And now all the engine manufacturers have been summoned to another meeting with Whiting.
Will the new rules put a dampener on Red Bull's domination of the 2011 season? Photo: Reuters
I would imagine this will run into Saturday and possibly race day, too. F1 loves nothing more than a good row over technology.
For those interested, here is an edited transcript of the row between Whitmarsh and Horner. Those who want to read the whole thing will find it on the FIA website. (http://www.fia.com).
The argument started when I asked whether there was a level playing field and whether this was the end of the matter.

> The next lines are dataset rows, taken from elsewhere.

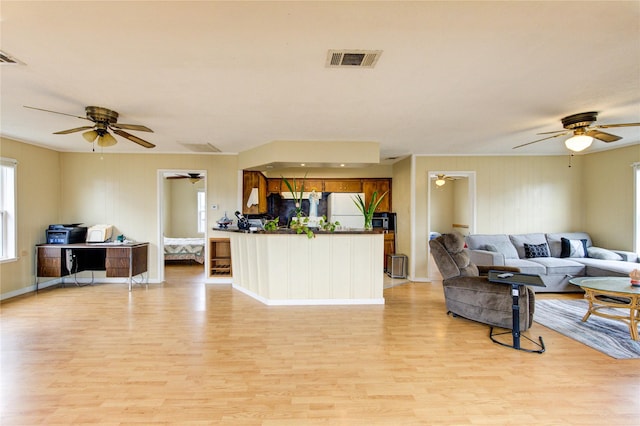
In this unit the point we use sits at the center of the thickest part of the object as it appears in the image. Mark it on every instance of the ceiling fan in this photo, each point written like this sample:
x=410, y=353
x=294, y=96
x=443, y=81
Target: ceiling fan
x=104, y=120
x=583, y=132
x=193, y=177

Horner: "First of all there was a technical directive that effectively turned it all off. That was met with reticence by the manufacturers, and it has been very much a manufacturer issue.
"Certain teams were then allowed to have fired overrun, to fuel their overrun, of which there were also secondary benefits, through the exhaust plumes and thrusts that creates.
"Renault presented their position to the FIA - and let's not forget this is an extraordinarily complex matter - to demonstrate that precedent is there that - for purposes of throttle blip (when changing down the gears) and reliability - cold-air blowing, open throttle, was a necessary part of the operation of their engine otherwise it would cause serious issues.
"It would be unfair to allow fired overrun and not allow the same parameters for another engine manufacturer.
"It is a very difficult job for the FIA to pick their way through this and I think all credit to them, they have looked to be as fair, balanced and equitable as they decreed they would be, to come up with a solution that they have.
"We are not totally happy with the solution that we have, that's for sure. I'm sure Martin isn't with his and I'm sure there are a lot of conspiracies in the paddock.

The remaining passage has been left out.